Entrerete nella frontiera del Mozambico (Ressano Garcia), vi sembrerà di avere fatto un salto indietro nel tempo, l’ambiente e gli addetti sembrano usciti da un film d’epoca. Qui dovrete compilare un modulo con i vostri dati personali e i dati del vostro alloggio in Mozambico. Con questo modulo compilato e il passaporto dovrete recarvi allo sportello per turisti per l’ottenimento del visto, vi prenderanno le impronte digitali e vi faranno una fotografia. Non sempre tutta l’attrezzatura è funzionante, pertanto armatevi di tanta pazienza, inoltre gli addetti non sembrano avere particolarmente fretta. Noi ci abbiamo impiegato moltissimo tempo nonostante non ci fosse fila (avevamo davanti a noi solo tre turiste). Il visto puo’ essere pagato in dollari, euro, metical e costa circa 50$.

Da Ressano Garcia a Maputo

Ora che siete in possesso del visto, dovete raggiungere Maputo.

Noi siamo stati veramente fortunati, l’autista ha avuto pietà e non ci ha abbandonato come ci aveva preannunciato. Addirittura l’hostess è venuta ad aiutarci con il visto e ci hanno aspettato per raggiungere Maputo, Probabilmente ci hanno fatto questo grande piacere perchè non c’era molta fila alla frontiera e poi perchè eravamo gli unici turisti. 

Se voi non avete la nostra stessa fortuna dovrete cercare un mezzo, da quello che ho potuto vedere è abbastanza facile, ci sono pullman, corriere, pulmini, …. Qualcuno vi saprà aiutare.
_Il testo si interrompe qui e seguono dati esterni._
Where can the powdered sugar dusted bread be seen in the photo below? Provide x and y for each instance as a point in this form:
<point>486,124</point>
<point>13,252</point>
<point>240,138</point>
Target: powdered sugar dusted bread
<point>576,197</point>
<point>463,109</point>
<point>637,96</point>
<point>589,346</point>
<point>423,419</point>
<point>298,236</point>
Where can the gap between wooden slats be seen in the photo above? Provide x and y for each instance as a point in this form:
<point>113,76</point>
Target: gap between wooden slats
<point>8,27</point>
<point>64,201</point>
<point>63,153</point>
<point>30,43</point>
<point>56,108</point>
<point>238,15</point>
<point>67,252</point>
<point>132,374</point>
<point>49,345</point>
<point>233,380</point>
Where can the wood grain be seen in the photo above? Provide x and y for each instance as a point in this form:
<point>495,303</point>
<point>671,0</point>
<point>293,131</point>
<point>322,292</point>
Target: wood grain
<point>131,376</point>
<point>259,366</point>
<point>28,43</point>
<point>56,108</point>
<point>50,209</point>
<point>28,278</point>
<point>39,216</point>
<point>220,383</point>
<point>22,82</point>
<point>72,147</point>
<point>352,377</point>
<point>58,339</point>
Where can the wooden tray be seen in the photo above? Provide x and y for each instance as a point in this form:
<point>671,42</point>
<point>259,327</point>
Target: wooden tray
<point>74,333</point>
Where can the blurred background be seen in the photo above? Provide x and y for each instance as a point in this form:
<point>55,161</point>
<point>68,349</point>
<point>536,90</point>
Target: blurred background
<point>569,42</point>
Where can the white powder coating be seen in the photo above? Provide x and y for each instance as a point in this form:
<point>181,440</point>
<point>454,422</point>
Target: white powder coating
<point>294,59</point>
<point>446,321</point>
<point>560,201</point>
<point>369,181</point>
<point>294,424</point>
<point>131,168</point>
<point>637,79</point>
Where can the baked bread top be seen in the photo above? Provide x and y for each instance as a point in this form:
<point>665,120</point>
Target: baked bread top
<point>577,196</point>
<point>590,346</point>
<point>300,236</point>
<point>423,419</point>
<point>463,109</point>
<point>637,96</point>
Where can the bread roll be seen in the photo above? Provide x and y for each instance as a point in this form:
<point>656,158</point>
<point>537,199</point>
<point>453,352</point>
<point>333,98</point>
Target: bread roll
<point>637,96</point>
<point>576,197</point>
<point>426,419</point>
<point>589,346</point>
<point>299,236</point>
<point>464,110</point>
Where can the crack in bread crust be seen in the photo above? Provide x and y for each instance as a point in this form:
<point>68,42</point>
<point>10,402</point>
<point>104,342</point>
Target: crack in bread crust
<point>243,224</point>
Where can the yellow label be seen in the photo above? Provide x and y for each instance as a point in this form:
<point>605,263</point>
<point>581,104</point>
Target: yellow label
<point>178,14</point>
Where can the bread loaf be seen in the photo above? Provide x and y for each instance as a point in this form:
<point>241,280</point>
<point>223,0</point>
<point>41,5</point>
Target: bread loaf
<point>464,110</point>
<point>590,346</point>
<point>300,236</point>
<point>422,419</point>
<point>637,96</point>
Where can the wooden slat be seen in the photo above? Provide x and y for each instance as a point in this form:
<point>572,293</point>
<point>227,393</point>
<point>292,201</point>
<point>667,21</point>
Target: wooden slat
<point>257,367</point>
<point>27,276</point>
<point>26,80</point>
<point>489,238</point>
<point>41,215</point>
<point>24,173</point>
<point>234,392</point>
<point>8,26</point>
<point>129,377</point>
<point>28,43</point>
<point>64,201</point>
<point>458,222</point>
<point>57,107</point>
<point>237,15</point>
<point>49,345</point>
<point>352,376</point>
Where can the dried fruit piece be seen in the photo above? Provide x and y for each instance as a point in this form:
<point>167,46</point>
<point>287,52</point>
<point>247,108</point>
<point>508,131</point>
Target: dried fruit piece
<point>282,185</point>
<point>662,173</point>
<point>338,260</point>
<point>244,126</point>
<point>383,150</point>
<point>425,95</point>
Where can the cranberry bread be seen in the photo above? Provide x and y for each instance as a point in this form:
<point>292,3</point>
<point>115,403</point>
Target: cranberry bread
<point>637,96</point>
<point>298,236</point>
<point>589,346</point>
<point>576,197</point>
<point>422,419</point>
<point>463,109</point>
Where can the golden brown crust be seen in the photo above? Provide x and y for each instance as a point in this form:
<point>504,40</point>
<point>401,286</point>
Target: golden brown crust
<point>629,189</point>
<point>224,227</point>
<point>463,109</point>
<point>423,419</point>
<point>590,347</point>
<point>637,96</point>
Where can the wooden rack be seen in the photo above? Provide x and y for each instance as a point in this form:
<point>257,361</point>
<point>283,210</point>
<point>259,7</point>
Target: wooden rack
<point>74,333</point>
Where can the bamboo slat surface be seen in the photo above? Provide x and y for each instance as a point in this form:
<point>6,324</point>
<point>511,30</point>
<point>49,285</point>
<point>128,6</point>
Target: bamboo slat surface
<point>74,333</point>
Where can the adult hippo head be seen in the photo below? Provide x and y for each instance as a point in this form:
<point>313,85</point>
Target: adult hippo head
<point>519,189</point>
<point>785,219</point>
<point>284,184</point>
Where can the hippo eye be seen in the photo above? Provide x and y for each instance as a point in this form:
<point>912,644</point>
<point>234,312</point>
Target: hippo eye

Dalla frontiera a Maputo, ci vuole un’ora circa.

Tutto cambia, addio al Sud Africa dei parchi, delle cittadine in stile americano, delle villette. 

Imbocchiamo la EN1, l’unica strada asfaltata che attraversa tutto il Mozambico da nord a sud.  La periferia di Maputo ci accoglie con una immensa discarica dove bambini e adulti la setacciano alla ricerca di qualcosa che possa essere utile o vendibile.

A Maputo la corriera vi lascerà al capolinea da dove potrete prendere un taxi e farvi portare al vostro alloggio.